Greinacher Andreas
Institut für Immunologie und Transfusionsmedizin, Ernst-Moritz-Arndt-Universität, Diagnostikzentrum, Greifswald, Germany.
Semin Thromb Hemost. 2004 Jun;30(3):315-27. doi: 10.1055/s-2004-831044.
One of the most important adverse drug reactions that physicians encounter is the life- and limb-threatening prothrombotic syndrome known as heparin-induced thrombocytopenia (HIT). Unfractionated heparin (UFH), administered during cardiopulmonary bypass (CPB), is highly immunogenic. Heparin-dependent antibodies can develop in 25 to 50% of UFH-treated cardiac surgery patients within 5 to 10 days. These antibodies can activate platelets and are considered the causative agents of HIT. HIT is a relatively common complication, occurring in 1 to 3% of cardiovascular surgery patients when UFH administration is continued postoperatively. It is strongly associated with new thromboembolic events leading to limb amputation and death. In acute or recent (< 100 days) HIT, alternative anticoagulatory regimens are needed during CPB surgery for prevention of HIT-related thrombosis. Treatment options for such patients now generally include the use of alternative anticoagulants such as lepirudin, bivalirudin, or danaparoid, as well as a combined treatment with platelet-function inhibitors and heparin. In patients with a history of HIT and no detectable antibodies, heparin is currently the safest approach for high-dose anticoagulation during CPB. Before and after surgery, however, alternative anticoagulants should be used. The risk of clinical HIT after heart surgery could potentially be reduced by using low-molecular-weight heparins for postsurgery anticoagulation.

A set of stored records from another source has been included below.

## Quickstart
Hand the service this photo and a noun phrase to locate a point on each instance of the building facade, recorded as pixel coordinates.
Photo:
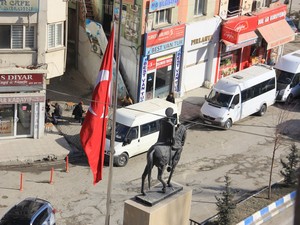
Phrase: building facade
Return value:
(255, 32)
(32, 51)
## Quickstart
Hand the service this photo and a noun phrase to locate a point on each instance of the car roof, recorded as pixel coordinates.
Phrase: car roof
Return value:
(23, 212)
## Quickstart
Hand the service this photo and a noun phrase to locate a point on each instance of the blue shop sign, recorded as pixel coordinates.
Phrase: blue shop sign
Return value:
(162, 4)
(165, 46)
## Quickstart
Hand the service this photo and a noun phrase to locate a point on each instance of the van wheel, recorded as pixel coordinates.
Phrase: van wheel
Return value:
(228, 124)
(262, 110)
(122, 160)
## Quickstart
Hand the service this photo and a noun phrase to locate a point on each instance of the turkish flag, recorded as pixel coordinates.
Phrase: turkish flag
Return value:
(93, 130)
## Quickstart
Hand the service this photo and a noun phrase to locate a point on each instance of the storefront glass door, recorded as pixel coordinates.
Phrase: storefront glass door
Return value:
(15, 120)
(163, 82)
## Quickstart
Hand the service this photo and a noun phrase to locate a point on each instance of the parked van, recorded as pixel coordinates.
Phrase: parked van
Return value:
(288, 77)
(239, 95)
(137, 128)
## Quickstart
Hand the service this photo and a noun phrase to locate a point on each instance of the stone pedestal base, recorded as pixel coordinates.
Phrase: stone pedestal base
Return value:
(174, 210)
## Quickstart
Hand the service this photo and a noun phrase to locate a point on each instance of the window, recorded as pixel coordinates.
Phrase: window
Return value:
(17, 37)
(55, 35)
(199, 7)
(162, 17)
(258, 89)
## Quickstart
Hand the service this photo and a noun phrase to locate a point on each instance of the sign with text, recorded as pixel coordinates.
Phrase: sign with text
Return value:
(162, 4)
(164, 39)
(21, 80)
(21, 99)
(271, 15)
(19, 6)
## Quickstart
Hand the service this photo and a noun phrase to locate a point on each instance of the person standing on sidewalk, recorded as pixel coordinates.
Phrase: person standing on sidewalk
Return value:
(57, 114)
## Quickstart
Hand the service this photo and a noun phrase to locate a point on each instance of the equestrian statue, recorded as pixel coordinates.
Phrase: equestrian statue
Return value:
(166, 152)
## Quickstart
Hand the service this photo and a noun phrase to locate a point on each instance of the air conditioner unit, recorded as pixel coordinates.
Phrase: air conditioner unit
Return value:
(257, 4)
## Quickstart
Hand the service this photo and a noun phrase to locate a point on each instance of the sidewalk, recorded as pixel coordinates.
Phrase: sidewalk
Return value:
(64, 137)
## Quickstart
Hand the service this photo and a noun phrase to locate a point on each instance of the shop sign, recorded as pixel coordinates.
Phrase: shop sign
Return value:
(177, 71)
(223, 8)
(19, 6)
(164, 47)
(162, 4)
(272, 15)
(5, 127)
(202, 40)
(280, 42)
(21, 79)
(247, 6)
(151, 64)
(232, 28)
(155, 38)
(143, 82)
(21, 99)
(240, 45)
(164, 62)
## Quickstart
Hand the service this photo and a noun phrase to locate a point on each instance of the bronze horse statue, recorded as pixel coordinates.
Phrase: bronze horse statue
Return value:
(161, 155)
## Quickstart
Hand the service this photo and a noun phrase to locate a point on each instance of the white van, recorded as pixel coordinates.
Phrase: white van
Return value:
(137, 128)
(288, 77)
(239, 95)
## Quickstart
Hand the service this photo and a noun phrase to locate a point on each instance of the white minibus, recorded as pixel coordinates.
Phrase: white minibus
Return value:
(288, 77)
(239, 95)
(137, 128)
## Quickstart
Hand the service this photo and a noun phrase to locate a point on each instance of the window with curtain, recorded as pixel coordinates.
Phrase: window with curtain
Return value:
(55, 35)
(17, 37)
(199, 7)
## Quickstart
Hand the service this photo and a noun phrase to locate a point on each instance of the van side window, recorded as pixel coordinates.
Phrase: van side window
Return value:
(258, 89)
(149, 128)
(133, 133)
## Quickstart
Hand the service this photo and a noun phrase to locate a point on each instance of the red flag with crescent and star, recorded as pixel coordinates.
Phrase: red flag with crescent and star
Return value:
(93, 130)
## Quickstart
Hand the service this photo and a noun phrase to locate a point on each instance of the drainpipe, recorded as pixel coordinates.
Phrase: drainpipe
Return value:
(77, 35)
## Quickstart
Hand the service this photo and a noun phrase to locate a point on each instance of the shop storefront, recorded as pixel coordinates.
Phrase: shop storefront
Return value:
(239, 40)
(22, 103)
(274, 31)
(258, 38)
(161, 63)
(200, 53)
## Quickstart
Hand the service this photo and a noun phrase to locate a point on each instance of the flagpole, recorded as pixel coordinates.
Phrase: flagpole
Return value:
(113, 130)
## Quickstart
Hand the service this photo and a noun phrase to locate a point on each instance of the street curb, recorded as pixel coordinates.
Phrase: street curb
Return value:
(272, 209)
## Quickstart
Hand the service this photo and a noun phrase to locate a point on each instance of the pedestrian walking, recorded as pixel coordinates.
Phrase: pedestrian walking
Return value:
(57, 114)
(170, 97)
(127, 100)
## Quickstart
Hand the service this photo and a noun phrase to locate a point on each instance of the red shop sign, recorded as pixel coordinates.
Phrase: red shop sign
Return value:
(271, 15)
(151, 64)
(165, 35)
(234, 27)
(21, 79)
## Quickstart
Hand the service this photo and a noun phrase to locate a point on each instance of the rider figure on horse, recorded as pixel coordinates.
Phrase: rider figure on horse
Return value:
(167, 135)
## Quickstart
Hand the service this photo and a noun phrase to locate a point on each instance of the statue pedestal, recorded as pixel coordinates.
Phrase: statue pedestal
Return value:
(174, 210)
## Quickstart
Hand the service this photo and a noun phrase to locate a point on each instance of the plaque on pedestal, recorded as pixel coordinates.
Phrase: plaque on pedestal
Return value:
(172, 210)
(156, 195)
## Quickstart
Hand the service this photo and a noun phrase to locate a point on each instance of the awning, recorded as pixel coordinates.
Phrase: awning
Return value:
(277, 33)
(245, 39)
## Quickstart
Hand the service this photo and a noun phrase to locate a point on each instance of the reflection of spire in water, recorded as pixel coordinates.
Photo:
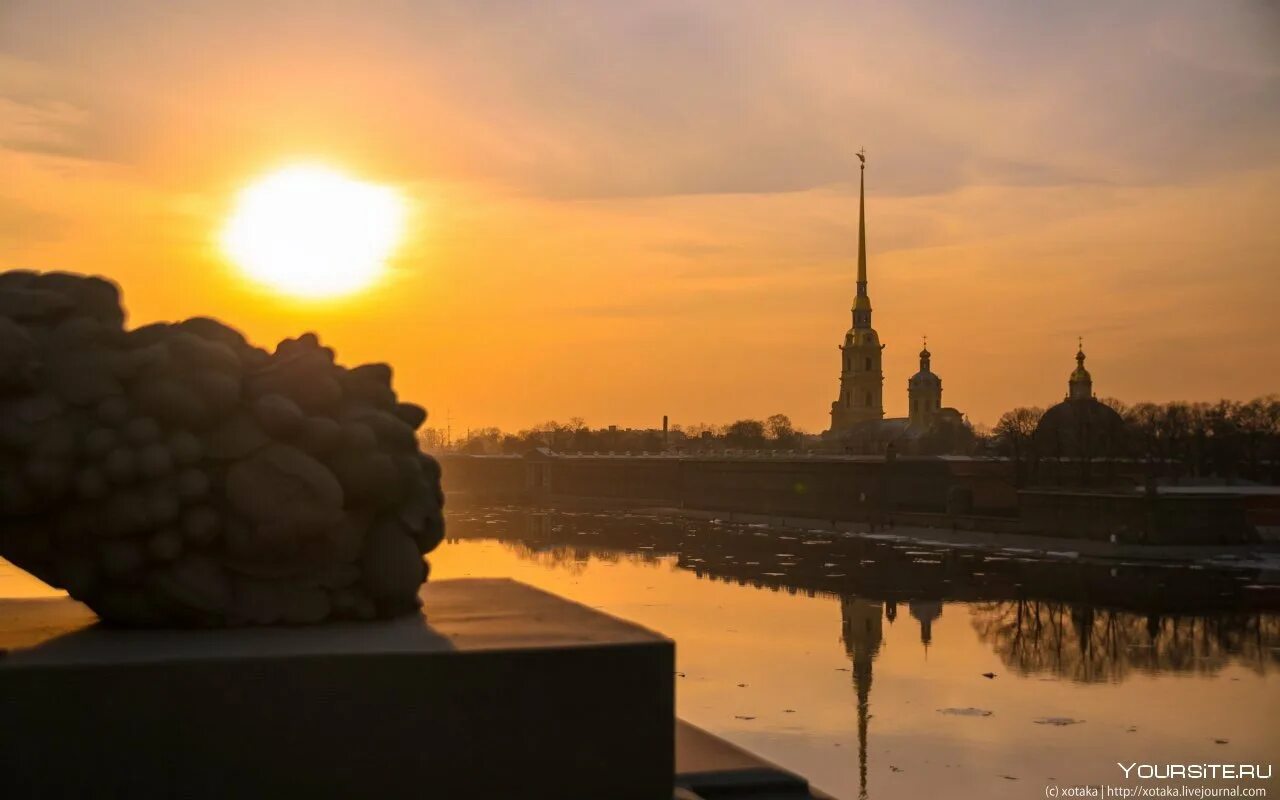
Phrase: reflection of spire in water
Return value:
(926, 612)
(863, 634)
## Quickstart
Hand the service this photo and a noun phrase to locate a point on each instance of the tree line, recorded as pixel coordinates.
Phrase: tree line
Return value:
(1178, 439)
(1226, 439)
(775, 433)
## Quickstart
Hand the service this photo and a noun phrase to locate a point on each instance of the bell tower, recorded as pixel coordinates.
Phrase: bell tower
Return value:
(862, 380)
(923, 391)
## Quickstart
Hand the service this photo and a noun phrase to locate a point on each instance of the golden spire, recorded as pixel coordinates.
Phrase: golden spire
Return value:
(862, 304)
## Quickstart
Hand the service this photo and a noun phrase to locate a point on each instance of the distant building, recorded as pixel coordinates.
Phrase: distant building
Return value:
(858, 421)
(1079, 430)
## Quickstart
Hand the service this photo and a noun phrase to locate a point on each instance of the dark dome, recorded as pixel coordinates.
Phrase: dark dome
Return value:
(1079, 426)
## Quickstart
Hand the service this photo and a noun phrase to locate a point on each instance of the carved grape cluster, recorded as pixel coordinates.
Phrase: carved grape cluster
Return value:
(177, 475)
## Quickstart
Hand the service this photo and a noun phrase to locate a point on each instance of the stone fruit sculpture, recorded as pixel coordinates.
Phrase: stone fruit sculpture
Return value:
(176, 475)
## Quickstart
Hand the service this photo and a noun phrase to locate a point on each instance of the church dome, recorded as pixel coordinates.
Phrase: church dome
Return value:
(1080, 425)
(924, 376)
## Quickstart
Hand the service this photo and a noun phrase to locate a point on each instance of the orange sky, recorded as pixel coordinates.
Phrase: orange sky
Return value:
(621, 213)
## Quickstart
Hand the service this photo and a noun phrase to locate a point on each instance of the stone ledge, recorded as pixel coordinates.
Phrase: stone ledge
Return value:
(497, 690)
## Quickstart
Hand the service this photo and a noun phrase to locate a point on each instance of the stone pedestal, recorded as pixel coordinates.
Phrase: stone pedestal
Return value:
(498, 690)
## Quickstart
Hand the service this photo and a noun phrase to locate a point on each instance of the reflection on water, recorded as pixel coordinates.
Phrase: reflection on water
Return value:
(1095, 644)
(1098, 654)
(892, 668)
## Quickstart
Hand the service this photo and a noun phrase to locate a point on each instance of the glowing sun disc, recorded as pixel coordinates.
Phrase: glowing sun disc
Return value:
(312, 232)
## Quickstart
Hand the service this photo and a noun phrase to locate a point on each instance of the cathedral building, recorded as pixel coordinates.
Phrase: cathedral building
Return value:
(858, 421)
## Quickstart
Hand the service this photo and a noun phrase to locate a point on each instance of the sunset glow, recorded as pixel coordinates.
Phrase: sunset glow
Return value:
(312, 232)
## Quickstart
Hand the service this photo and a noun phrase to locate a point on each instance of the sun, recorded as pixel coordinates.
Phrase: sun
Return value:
(311, 232)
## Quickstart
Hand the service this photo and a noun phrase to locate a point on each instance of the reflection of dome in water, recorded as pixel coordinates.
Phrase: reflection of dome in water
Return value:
(926, 612)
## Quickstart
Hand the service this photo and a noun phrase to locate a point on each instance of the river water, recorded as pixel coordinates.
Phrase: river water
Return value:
(885, 668)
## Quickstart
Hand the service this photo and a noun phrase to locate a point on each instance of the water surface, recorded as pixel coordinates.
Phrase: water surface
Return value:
(862, 663)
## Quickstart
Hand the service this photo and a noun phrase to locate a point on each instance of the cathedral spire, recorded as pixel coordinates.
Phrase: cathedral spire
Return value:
(862, 304)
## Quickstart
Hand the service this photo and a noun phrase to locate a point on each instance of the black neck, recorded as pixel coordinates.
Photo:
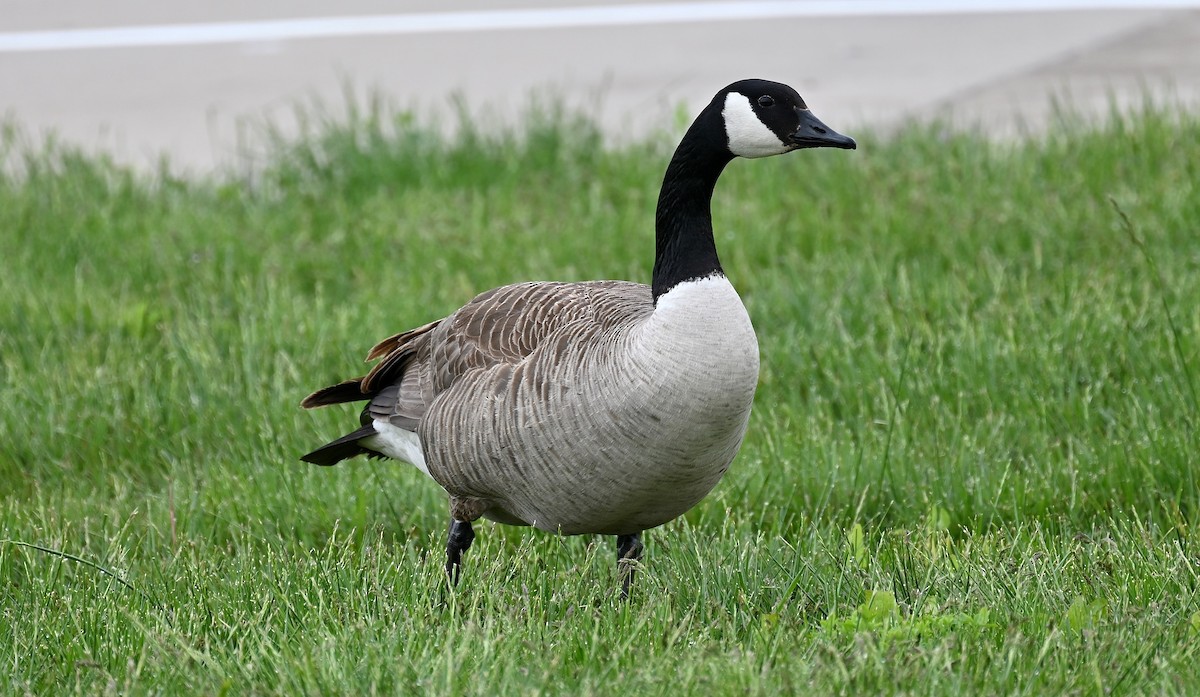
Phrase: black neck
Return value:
(684, 221)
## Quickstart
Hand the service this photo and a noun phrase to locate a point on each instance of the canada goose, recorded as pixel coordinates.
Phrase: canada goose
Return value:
(604, 407)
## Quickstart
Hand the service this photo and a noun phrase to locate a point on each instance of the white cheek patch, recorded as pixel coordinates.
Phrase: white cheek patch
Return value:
(748, 136)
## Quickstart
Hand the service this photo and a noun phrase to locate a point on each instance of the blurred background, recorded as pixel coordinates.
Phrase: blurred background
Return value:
(196, 80)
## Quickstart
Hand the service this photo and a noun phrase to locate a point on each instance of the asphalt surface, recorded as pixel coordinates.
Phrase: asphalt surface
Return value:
(203, 101)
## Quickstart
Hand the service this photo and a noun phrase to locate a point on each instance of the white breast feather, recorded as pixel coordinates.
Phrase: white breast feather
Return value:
(399, 444)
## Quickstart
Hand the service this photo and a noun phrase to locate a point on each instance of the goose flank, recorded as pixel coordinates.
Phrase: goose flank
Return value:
(604, 407)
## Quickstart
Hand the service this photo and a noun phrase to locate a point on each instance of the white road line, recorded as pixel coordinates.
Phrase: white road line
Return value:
(541, 18)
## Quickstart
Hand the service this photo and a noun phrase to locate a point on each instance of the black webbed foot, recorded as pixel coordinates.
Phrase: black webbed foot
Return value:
(629, 553)
(457, 541)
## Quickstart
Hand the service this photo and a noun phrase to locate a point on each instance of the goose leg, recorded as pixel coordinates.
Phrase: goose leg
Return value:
(629, 552)
(457, 541)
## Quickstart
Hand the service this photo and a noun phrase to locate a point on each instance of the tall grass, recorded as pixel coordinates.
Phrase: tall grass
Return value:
(972, 462)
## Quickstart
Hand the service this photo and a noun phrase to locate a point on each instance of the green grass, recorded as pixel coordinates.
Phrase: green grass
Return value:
(973, 464)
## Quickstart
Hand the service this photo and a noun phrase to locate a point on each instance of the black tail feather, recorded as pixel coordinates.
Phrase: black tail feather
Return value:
(342, 449)
(345, 391)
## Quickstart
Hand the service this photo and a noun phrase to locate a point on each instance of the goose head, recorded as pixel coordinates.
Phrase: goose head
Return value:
(763, 118)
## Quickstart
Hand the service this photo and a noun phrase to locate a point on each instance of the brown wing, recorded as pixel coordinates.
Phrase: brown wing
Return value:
(503, 325)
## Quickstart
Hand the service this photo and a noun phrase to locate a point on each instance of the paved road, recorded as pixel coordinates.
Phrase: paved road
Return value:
(173, 89)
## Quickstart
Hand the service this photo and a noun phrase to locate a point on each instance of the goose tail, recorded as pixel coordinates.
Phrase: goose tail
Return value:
(343, 448)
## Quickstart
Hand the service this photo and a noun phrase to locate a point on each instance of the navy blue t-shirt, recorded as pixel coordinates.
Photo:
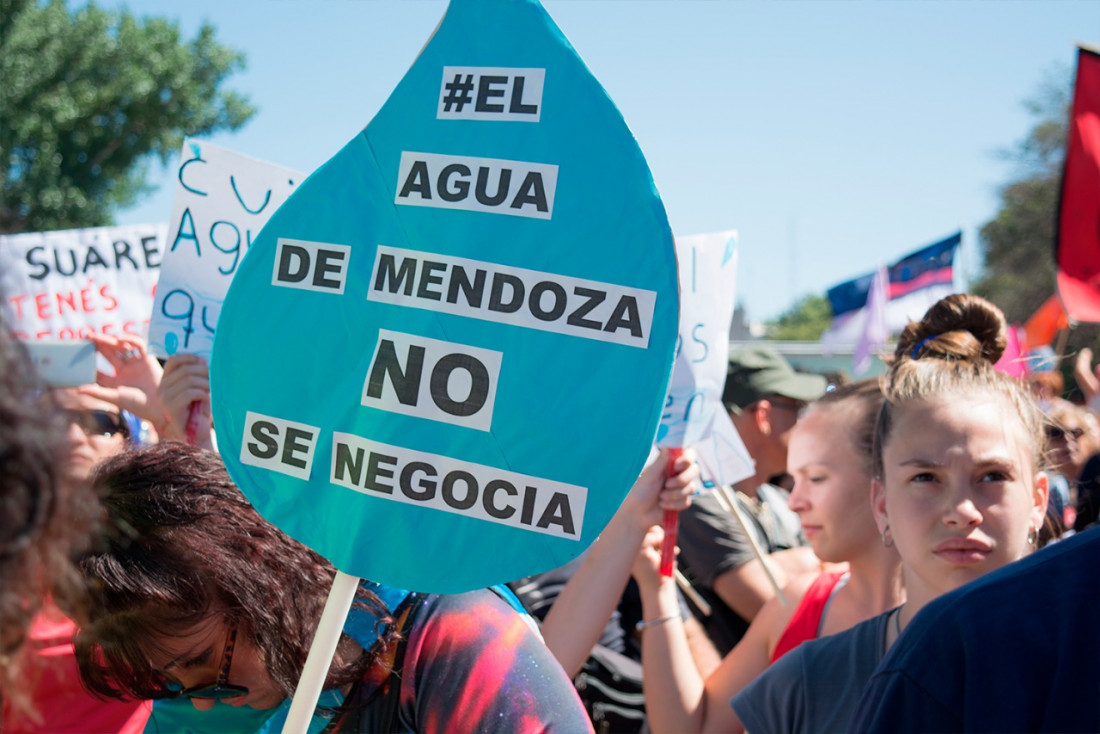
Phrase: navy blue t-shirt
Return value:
(1016, 650)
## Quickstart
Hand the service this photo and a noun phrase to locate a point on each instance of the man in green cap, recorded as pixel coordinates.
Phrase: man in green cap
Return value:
(763, 396)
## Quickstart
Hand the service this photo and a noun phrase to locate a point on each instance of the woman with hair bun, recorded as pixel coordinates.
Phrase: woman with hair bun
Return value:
(829, 460)
(958, 489)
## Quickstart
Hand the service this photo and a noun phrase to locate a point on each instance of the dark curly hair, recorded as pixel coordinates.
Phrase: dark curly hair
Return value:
(182, 545)
(952, 351)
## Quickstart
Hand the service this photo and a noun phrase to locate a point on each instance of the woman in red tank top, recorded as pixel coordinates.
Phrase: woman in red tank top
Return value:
(829, 458)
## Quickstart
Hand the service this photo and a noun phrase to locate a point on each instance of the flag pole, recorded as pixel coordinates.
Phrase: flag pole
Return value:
(323, 648)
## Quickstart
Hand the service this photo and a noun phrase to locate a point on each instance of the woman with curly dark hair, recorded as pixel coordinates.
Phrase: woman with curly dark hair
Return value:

医生遇到的最重要的药物不良反应之一是称为肝素诱导的血小板减少症(HIT)的危及生命和肢体的血栓前综合征。在体外循环(CPB)期间给予的普通肝素(UFH)具有高度免疫原性。在接受UFH治疗的心脏手术患者中,25%至50%会在5至10天内产生肝素依赖性抗体。这些抗体可激活血小板,被认为是HIT的致病因素。HIT是一种相对常见的并发症,当术后继续使用UFH时,在1%至3%的心血管手术患者中发生。它与导致肢体截肢和死亡的新的血栓栓塞事件密切相关。在急性或近期(<100天)HIT中,CPB手术期间需要替代抗凝方案以预防HIT相关血栓形成。此类患者的治疗选择现在通常包括使用替代抗凝剂,如比伐芦定、阿加曲班或达那肝素,以及与血小板功能抑制剂和肝素联合治疗。在有HIT病史且未检测到抗体的患者中,肝素目前是CPB期间高剂量抗凝最安全的方法。然而,在手术前后,应使用替代抗凝剂。通过使用低分子量肝素进行术后抗凝,可能会降低心脏手术后临床HIT的风险。